Abstract

9635 Background: The purpose of the study was to investigate associations between fatigue, depression and pain and serum levels of proinflammatory cytokines among pts randomized to l-carnitine supplementation or placebo. Methods: 376 cancer pts with normal hemoglobin and fatigue assessed as moderate or severe were randomized to 4 wks of supplementation with oral carnitine (n=189) or placebo (n=187) 1000 mg bid. Serum levels of 10 inflammatory cytokines and growth factors were measured with Luminex bead ELISA at baseline and 4 wks for 98 pts.
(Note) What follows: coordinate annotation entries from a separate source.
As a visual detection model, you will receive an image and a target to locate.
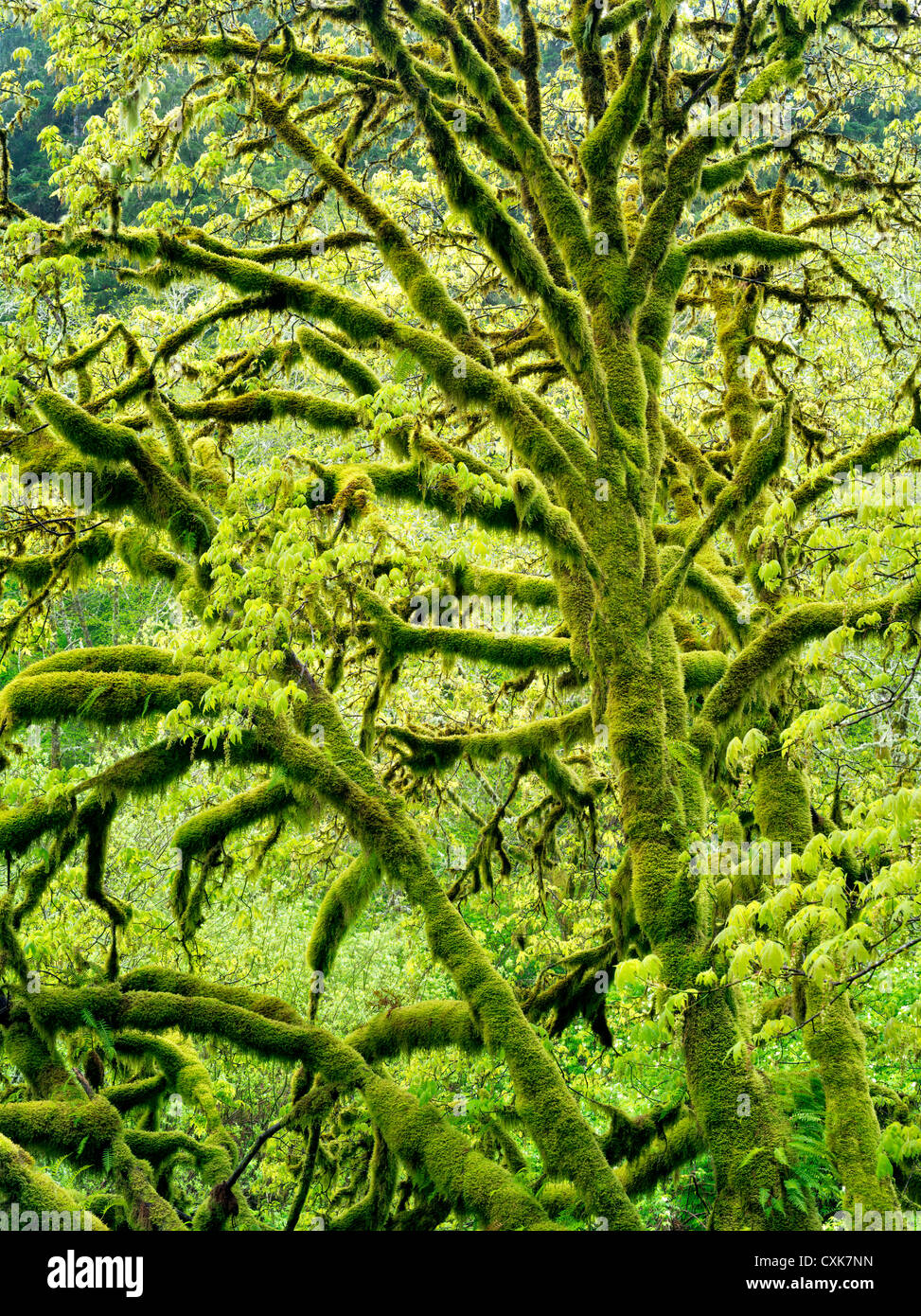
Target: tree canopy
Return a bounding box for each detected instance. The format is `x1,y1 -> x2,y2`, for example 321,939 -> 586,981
0,0 -> 921,1232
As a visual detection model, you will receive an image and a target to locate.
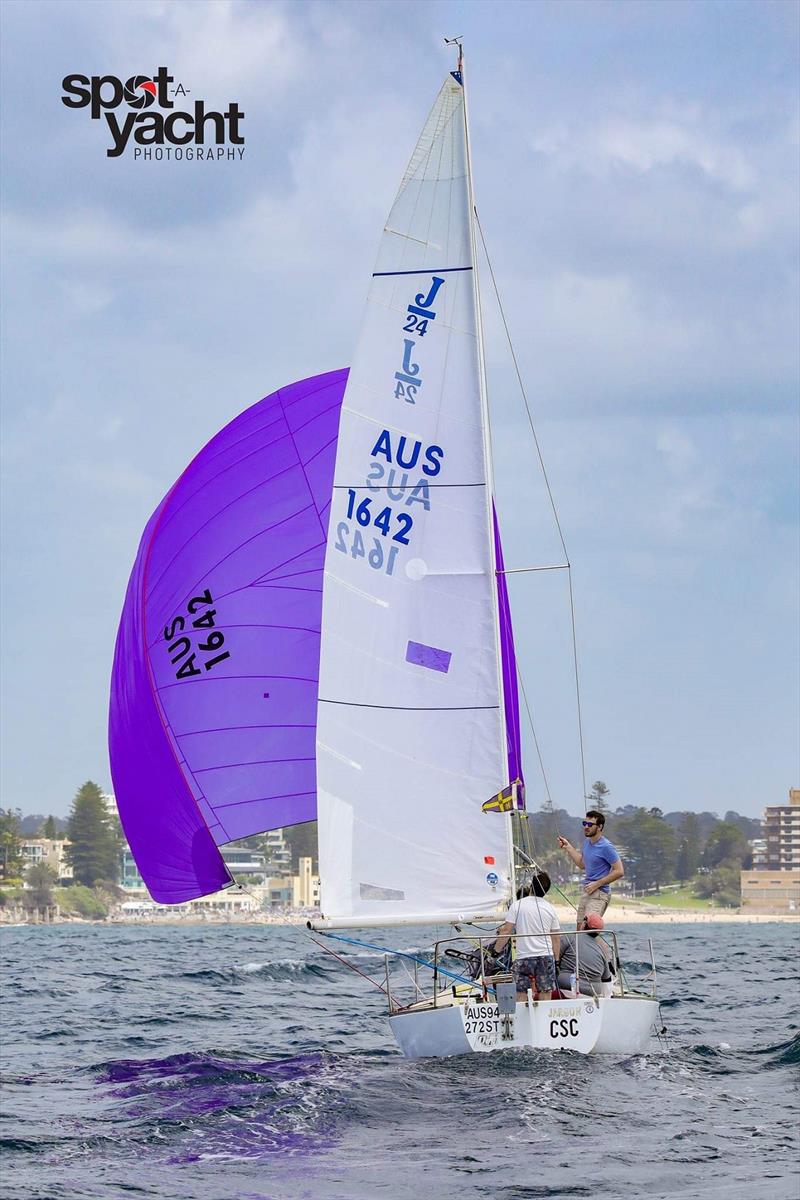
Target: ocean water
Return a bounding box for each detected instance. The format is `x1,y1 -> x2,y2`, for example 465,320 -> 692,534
0,923 -> 800,1200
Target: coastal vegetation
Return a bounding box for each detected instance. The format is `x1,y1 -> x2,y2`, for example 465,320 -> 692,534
0,780 -> 762,919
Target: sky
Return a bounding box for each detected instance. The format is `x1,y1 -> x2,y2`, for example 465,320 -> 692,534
1,0 -> 800,816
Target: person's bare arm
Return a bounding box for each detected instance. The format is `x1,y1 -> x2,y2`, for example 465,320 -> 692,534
559,838 -> 585,871
494,920 -> 513,954
584,859 -> 625,895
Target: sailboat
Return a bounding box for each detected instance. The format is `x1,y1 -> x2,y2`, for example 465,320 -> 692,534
109,47 -> 657,1056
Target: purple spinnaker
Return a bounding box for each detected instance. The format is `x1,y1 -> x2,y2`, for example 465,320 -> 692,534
109,371 -> 347,904
109,371 -> 522,904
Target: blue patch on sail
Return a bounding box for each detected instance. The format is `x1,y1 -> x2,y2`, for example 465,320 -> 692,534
405,642 -> 452,674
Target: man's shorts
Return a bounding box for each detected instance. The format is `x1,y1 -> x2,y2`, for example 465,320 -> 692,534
577,888 -> 610,928
513,954 -> 555,991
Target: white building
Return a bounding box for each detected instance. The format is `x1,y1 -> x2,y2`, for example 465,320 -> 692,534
20,838 -> 72,883
291,858 -> 319,908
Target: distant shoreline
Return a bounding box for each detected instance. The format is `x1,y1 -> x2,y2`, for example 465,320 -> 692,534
0,901 -> 800,930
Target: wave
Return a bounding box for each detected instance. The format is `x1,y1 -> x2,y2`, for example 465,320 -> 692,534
172,959 -> 329,984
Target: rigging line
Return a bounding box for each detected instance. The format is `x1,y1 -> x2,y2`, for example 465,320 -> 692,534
312,930 -> 471,991
517,664 -> 553,808
475,208 -> 587,812
475,208 -> 570,563
494,563 -> 570,575
566,571 -> 589,816
311,937 -> 397,1004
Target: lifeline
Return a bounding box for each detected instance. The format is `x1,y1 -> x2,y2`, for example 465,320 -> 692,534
133,146 -> 245,162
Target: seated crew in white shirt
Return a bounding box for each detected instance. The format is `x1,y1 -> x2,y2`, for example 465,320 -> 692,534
494,871 -> 561,1000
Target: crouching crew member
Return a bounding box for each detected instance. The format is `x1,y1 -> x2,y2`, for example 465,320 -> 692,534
494,871 -> 561,1000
Wilcoxon rank sum tests were used to compare cytokine levels between arms and between pts with/without symptoms. Multivariable models of fatigue, depression and pain at 4 wks were examined, adjusting for treatment arm, baseline symptoms and baseline cytokine levels. Results: There were no statistically significant differences in cytokine levels between pts with or without severe fatigue, pain, or depression at baseline. Levels of IL-1rα were higher at baseline among pts randomized to placebo (p=0.01) and increased after 4 wks, while levels among pts randomized to l-carnitine declined (p <0.001). Levels of IFN-γ, TGF-α, IL-6, and TNF-α decreased more among pts randomized to placebo (p=0.008, p=0.006, p=0.01, and p=0.05, respectively). Pts with severe pain at 4 wks had greater declines in levels of EGF, IFN-γ, IL-1α, and IL-1rα than pts without (p=0.05, 0.05, 0.02 and 0.03, respectively). Reductions in IL-1α and TGF-α predicted lower pain severity at 4 wks (p=0.02 and p=0.04, respectively). Conclusions: Levels of proinflammatory cytokines or EGFR ligands failed to distinguish between patients with moderate vs. severe fatigue or levels of depression and pain (severe vs. not) prior to treatment intervention. Lower levels of IL-1α and TGF-α appear to be associated with improvement of pain severity but are not associated with treatment. Mechanisms for these findings require exploration. No significant financial relationships to disclose.